Thus far we have explicitly characterized the possible equilibrium outcomes within a neighborhood, but when studying social dynamic processes it is essential not to rely exclusively on equilibrium analysis but consider also off equilibrium dynamics (Pancs and Vriend 2007). Recall that we have focused only on the deterministic asymptotic version of the stochastic finite population framework characterized by transition probabilities as in Eq. 3, however such an approach may lead to the loss of important information in the presence of multiple equilibria as discussed in Marsiglio and Tolotti (2018).¹⁶ Indeed, in this case (which occurs whenever J > |b − c + p| and b − c < 0), due to the probabilistic nature of the model and the presence of two locally stable equilibria, namely \(\overline {w}_{L}\) and \(\overline {w}_{H}\), it may well be possible that, despite our deterministic theory suggests that as long as \(w_{0}> \overline {w}_{M}\) the long run equilibrium will be \(\overline {w}_{H}=1\), the equilibrium achieved will be \(\overline {w}_{L}=w^{-}\) meaning that the neighborhood will endogenously tip (provided that Δ > 0 holds true) giving rise to minority segregation (without any migration flow or change in the tipping point). This feature is related to the metastability properties of the two stable equilibria, whereby metastability is defined as in Benaim and Weibull (2003).¹⁷

We illustrate this outcome in Fig. 2 which represents the evolution of the white share as predicted by the asymptotic deterministic model (solid curve) and resulting from a simulation of the stochastic finite population model (dotted curve). We arbitrarily set the parameter values as follows: J = 1.3, b − c = − 0.25, x₀ = 0.806, N = 100, implying that the tipping point is \(\overline {w}_{M}\approx 0.8\), which is consistent with the estimate of Card et al. (2008). However, it is possible to show that the results will be qualitatively identical in any other parametrization giving rise to tipping (see Proposition 3). Note that since \(w_{0}>\overline {w}_{M}\) we would expect, consistent with our asymptotic theory, that white flight will not occur and the neighborhood will become entirely populated by whites, that is \(\overline {w}_{H}=1\). In panel A, we show the typical situation in which the white share converges straight towards the expected equilibrium of majority segregation. In panel B, in contrast, we show that the white share converges towards the unexpected equilibrium of minority segregation, \(\overline {w}_{L}=w^{-}_{S}=0.099\), and such a shift from the basin of attraction of one equilibrium to the other occurs endogenously leading to polarization in agents’ decisions: each agent decides whether to leave by forming his own expectations about the behavior of other agents, and when many agents agree on their expectations of a large number of agents leaving (even if the share of whites is higher than the tipping point) this will give rise to a process of white flight resulting in minority segregation (in which the actual white share falls short of the tipping point). By recalling that in our setup the white share does not necessarily coincide with the white flight share, to gain better understanding on the dynamics underlying the above figure, we report in Fig. 3 the fraction of whites arriving and leaving the neighborhood per unit of time¹⁸ associated with the two panels in Fig. 2. In panel A we can observe that convergence to the expected equilibrium \(\overline {w}_{H}=1\) occurs when the share of incoming whites (the black curve) exceeds the white flight share (the red curve). In contrast, in panel B we have the opposite situation in which the red curve is always above the black one, thus resulting in converge to the unexpected equilibrium of minority segregation. We can thus state the following result.

Fig. 2

White share dynamics in the asymptotic (in red) and finite population (in black, dashed) model. The simulated white share \({w^{N}_{t}}\) shows different types of behavior: converging straight towards the expected equilibrium (A), or converging towards segregation (B)

Fig. 3

Fraction of whites leaving (red, dashed) and arriving (black, dash-dot) per unit of time under the same situations in Fig. 2: converging straight towards the expected equilibrium (A), or converging towards the unexpected equilibrium with segregation (B)

Proposition 5

Tipping may also occur as a result of endogenous polarization in the majority’s decisions.

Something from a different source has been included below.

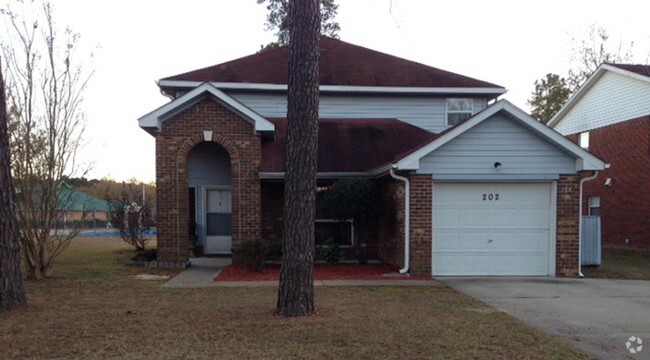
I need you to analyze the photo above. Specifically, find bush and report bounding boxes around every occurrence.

Proposition 5 outlines a third channel through which tipping may occur, but differently from the two identified in Proposition 4, this arises endogenously from off equilibrium dynamics. Note that endogenous polarization in whites’ decisions is a peculiarity of our framework and deals with its probabilistic properties. As long as the trajectory of the stochastic process is still in its transient phase (i.e., out of equilibrium), it can leave the basin of attraction of the theoretically predicted equilibrium and reach an unexpected equilibrium. In other words, due to the randomness induced by the households-specific random terms \((\varepsilon _{i})_{i=1,\dots , N}\), the dynamics of the model with a finite number N of dwellings may behave differently from that predicted by the asymptotic model. In order to observe this phenomenon, N must be neither too large (otherwise a suitable law of large numbers would push the dynamics quickly towards its deterministic limit) or too small (otherwise pure noisy trajectories would emerge). In our simulations, we consider N in the order of hundreds as a suitable intermediate value to observe such a phenomenon.¹⁹

To the best of our knowledge, there in no other work in which tipping occurs endogenously except for Zhang’s (2011), in which tipping is driven by a probabilistic framework similar to ours. However, in his model black segregation is the only possible outcome, while in our setting white segregation or integration of blacks and whites may also occur. Moreover, following Schelling’s (1969, 1971, 1978) model his analysis is performed in terms of the pair of different-ethnicity neighbors, while ours is in terms of the white share which is the variable commonly employed in the empirical analysis of segregation (Card et al. 2008). However, note that unlike the other two channels, tipping due to endogenous polarization in whites’ decisions cannot be easily captured in empirical works, and this raises concerns about the robustness of the regression discontinuity approach given that it precludes the possibility of tipping that results from endogenous polarization.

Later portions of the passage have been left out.